“I—some way I’ll find him and give them to him. And if—if he’s dead I’ll find her.” She pointed to the beautiful lady in the gold frame. “I—I’ll find her and them.” She nodded toward the other portraits.
Kay was not one who measured out charity in a glass and served it with a spoon. “Then,” he said huskily, “you may have them for exactly what I paid—fifteen dollars.”
Without another word, he snapped the bags shut one by one.
A long silence followed. Merry stood this as long as she could; then, seizing a long strand of narrow golden ribbon that had fallen from the trunk, she dashed round and round the group, encircling them all in this fragile band. Then, with a deft twitch, she thrust herself within the band.
“This,” she cried, “is our Circle of Gold.”
“And such a circle as it is!” Dan Baker’s voice wavered. “You could break it with a touch, yet it is stronger than bands of steel, for such a band is but the emblem of a bond of human hearts that must not be broken.”
It was a subdued but curiously happy Petite Jeanne who rode back to the studio that night on a rattling street car. She felt as though she had been at church and had joined in the holiest of communions.
“And this is Sunday, too,” she whispered to Florence.

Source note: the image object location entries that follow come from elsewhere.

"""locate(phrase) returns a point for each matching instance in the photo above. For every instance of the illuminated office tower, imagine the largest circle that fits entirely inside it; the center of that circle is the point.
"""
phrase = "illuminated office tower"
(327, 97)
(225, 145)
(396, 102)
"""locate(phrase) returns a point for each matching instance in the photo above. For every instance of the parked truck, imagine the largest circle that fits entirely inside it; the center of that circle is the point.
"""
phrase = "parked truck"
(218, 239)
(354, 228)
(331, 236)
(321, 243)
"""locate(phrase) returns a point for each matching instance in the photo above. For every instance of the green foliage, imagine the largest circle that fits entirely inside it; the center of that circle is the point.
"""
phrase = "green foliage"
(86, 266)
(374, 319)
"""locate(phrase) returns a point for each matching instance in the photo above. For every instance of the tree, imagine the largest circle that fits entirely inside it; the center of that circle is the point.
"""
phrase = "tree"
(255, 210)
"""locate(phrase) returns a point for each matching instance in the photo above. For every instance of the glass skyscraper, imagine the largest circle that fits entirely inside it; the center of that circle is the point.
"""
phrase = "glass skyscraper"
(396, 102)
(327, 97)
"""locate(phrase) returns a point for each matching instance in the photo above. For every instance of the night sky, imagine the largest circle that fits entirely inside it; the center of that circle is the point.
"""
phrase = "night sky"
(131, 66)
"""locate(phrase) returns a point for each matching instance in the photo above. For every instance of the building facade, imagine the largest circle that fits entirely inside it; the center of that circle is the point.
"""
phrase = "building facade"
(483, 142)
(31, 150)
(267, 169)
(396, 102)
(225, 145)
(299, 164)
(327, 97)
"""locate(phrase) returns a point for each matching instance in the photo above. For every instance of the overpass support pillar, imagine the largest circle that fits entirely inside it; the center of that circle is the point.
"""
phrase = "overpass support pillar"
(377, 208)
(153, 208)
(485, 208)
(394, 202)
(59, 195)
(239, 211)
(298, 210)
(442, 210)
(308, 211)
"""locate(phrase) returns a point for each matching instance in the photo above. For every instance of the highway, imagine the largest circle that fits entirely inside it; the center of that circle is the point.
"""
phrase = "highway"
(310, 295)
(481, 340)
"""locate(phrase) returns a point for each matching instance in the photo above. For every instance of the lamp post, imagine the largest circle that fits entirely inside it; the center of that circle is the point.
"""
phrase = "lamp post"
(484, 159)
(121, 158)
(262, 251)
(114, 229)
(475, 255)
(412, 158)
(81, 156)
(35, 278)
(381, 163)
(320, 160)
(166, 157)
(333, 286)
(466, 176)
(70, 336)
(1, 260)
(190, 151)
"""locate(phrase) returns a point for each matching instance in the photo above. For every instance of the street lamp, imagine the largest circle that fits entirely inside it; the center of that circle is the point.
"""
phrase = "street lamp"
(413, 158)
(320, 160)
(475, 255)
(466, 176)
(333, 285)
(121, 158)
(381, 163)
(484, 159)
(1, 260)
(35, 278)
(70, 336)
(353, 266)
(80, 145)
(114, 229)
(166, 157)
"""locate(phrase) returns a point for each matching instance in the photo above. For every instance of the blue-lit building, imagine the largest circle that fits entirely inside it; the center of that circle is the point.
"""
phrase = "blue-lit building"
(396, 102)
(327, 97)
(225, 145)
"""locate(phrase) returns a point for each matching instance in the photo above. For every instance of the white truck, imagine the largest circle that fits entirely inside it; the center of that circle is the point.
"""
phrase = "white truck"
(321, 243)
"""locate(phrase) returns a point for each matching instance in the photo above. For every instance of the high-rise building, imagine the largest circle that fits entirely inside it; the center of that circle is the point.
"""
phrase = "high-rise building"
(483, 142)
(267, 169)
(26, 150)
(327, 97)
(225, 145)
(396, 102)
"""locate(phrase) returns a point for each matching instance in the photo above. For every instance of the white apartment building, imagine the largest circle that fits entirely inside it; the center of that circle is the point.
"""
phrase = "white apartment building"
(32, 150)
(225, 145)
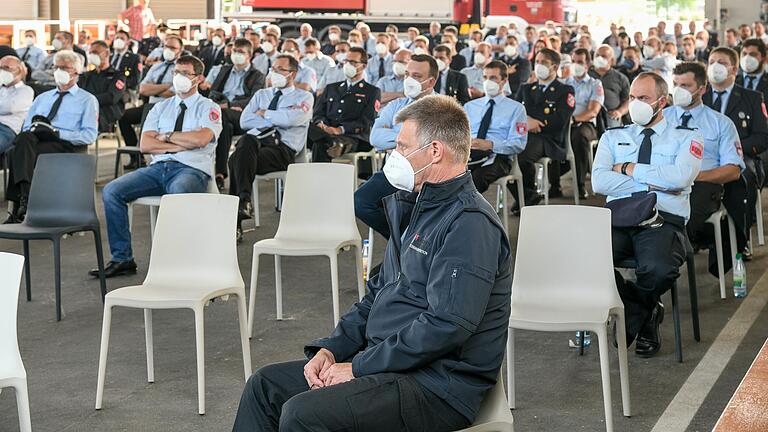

“Yes,” Florence agreed, not a little surprised at her words, not divining their meaning. “This is Sunday.”
Later in the day, when the shadows had fallen across the rooftops and night had come, Dan Baker sat dozing by Angelo’s fireplace. Jeanne sat at the opposite side, but she was not sleeping. She was deep in thought. The others had gone for a stroll on the boulevard.